Cereja 🍒
Cereja was written only with the Standard Python Library, and it was a great way to improve knowledge in the Language
also to avoid the rewriting of code.
Getting Started DEV
Don't be shy \0/ ... Clone the repository and submit a function or module you made or use some function you liked.
See CONTRIBUTING 💻
Setup
Install
pip install --user cereja
or for all users
pip install cereja
Cereja Example usage
See some of the Cereja tools
To access the Cereja's tools you need to import it import cereja as cj
.
Create new files
import cereja as cj
file_json = cj.FileIO.create('./json_new_file.json', data={'k': 'v', 'k2': 'v2'})
file_txt = cj.FileIO.create('./txt_new_file.txt', ['line1', 'line2', 'line3'])
file_json.save()
file_txt.save()
print(file_json.exists)
print(file_txt.exists)
print(cj.can_do(file_txt))
print(cj.can_do(file_json))
Load and edit files
import cereja as cj
file_json = cj.FileIO.load('./json_new_file.json')
print(file_json.data)
file_json.add(key='new_key', value='value')
print(file_json.data)
file_txt = cj.FileIO.load('./txt_new_file.txt')
print(file_txt.data)
file_txt.add('line4')
print(file_txt.data)
file_txt.save(exist_ok=True)
file_json.save(exist_ok=True)
📍 Path
import cereja as cj
file_path = cj.Path('/my/path/file.ext')
print(cj.can_do(file_path))
🆗 HTTP Requests
import cereja as cj
url = 'localhost:8000/example'
headers = {'Authorization': 'TOKEN'}
data = {'q': 'test'}
response = cj.request.post(url, data=data, headers=headers)
if response.code == 200:
data = response.data
import cereja as cj
import time
my_iterable = ['Cereja', 'is', 'very', 'easy']
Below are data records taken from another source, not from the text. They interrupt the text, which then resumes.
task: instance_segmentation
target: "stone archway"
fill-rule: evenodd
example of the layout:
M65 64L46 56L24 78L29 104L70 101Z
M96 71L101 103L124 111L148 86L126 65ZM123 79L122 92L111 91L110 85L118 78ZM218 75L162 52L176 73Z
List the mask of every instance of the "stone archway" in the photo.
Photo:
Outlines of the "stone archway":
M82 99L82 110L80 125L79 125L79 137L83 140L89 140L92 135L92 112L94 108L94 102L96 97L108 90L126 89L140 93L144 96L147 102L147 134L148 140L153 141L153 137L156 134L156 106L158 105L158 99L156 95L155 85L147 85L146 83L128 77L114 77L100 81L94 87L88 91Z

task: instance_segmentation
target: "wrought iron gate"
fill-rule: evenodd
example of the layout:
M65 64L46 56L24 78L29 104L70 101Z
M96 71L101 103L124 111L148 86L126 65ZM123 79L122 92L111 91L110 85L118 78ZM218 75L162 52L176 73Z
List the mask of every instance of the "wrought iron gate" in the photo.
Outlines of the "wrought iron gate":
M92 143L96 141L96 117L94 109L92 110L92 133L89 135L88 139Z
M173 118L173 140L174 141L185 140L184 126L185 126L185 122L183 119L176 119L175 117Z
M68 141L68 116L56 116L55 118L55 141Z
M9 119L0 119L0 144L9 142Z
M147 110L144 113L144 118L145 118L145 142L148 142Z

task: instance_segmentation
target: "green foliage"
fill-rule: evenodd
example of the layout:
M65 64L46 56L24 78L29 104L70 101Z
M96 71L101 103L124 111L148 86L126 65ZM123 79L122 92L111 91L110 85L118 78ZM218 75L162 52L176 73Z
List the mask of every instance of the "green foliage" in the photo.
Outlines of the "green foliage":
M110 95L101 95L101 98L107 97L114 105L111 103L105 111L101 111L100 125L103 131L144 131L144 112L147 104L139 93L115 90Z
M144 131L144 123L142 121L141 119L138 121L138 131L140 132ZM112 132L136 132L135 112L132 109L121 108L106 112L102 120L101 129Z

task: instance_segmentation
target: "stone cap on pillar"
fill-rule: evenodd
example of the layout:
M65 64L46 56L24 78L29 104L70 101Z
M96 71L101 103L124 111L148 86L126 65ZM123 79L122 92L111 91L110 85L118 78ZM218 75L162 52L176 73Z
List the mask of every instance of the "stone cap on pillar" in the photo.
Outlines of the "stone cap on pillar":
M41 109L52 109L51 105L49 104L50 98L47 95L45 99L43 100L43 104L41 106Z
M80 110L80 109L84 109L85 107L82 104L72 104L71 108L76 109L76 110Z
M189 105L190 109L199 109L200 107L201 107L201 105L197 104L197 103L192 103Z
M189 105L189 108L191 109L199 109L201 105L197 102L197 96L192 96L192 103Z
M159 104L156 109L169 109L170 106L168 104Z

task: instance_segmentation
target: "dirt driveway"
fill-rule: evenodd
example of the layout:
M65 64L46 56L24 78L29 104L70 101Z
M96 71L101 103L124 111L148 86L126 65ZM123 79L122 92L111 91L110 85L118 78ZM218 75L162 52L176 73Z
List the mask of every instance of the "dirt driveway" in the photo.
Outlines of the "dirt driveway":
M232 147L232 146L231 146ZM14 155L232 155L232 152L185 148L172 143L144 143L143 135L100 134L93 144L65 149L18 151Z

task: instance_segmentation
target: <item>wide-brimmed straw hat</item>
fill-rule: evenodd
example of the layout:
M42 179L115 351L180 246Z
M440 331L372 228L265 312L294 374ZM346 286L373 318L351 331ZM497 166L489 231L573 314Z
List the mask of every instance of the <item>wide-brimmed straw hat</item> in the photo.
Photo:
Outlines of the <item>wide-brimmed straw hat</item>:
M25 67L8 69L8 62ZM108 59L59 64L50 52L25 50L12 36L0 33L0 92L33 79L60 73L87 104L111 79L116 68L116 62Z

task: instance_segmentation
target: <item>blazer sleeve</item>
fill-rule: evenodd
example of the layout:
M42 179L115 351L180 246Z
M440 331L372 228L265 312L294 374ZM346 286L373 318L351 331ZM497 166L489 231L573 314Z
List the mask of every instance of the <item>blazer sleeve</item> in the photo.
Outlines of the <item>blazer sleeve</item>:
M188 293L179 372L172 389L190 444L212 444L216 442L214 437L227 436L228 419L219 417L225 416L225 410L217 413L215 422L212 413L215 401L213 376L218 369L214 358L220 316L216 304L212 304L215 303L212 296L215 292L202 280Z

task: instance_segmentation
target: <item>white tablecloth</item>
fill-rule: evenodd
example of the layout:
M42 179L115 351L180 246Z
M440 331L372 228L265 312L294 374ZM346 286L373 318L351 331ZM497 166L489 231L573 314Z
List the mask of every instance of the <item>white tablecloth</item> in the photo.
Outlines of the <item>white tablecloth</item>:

for i in cj.Progress.prog(my_iterable):
print(f"current: {i}")
time.sleep(2)
📊 Freq
import cereja as cj
freq = cj.Freq([1, 2, 3, 3, 10, 10, 4, 4, 4, 4])
freq.most_common(2)
freq.least_freq(2)
freq.probability
freq.sample(min_freq=1, max_freq=2)
freq.to_json('./freq.json')
🧹 Text Preprocess
import cereja as cj
text = "Oi tudo bem?? meu nome é joab!"
text = cj.preprocess.remove_extra_chars(text)
print(text)
text = cj.preprocess.separate(text, sep=['?', '!'])
text = cj.preprocess.accent_remove(text)
preprocessor = cj.Preprocessor(stop_words=(),
punctuation='!?,.', to_lower=True, is_remove_punctuation=False,
is_remove_stop_words=False,
is_remove_accent=True)
print(preprocessor.preprocess(text))
print(preprocessor.preprocess(text, is_destructive=True))
🔣 Tokenizer
import cereja as cj
text = ['oi tudo bem meu nome é joab']
tokenizer = cj.Tokenizer(text, use_unk=True)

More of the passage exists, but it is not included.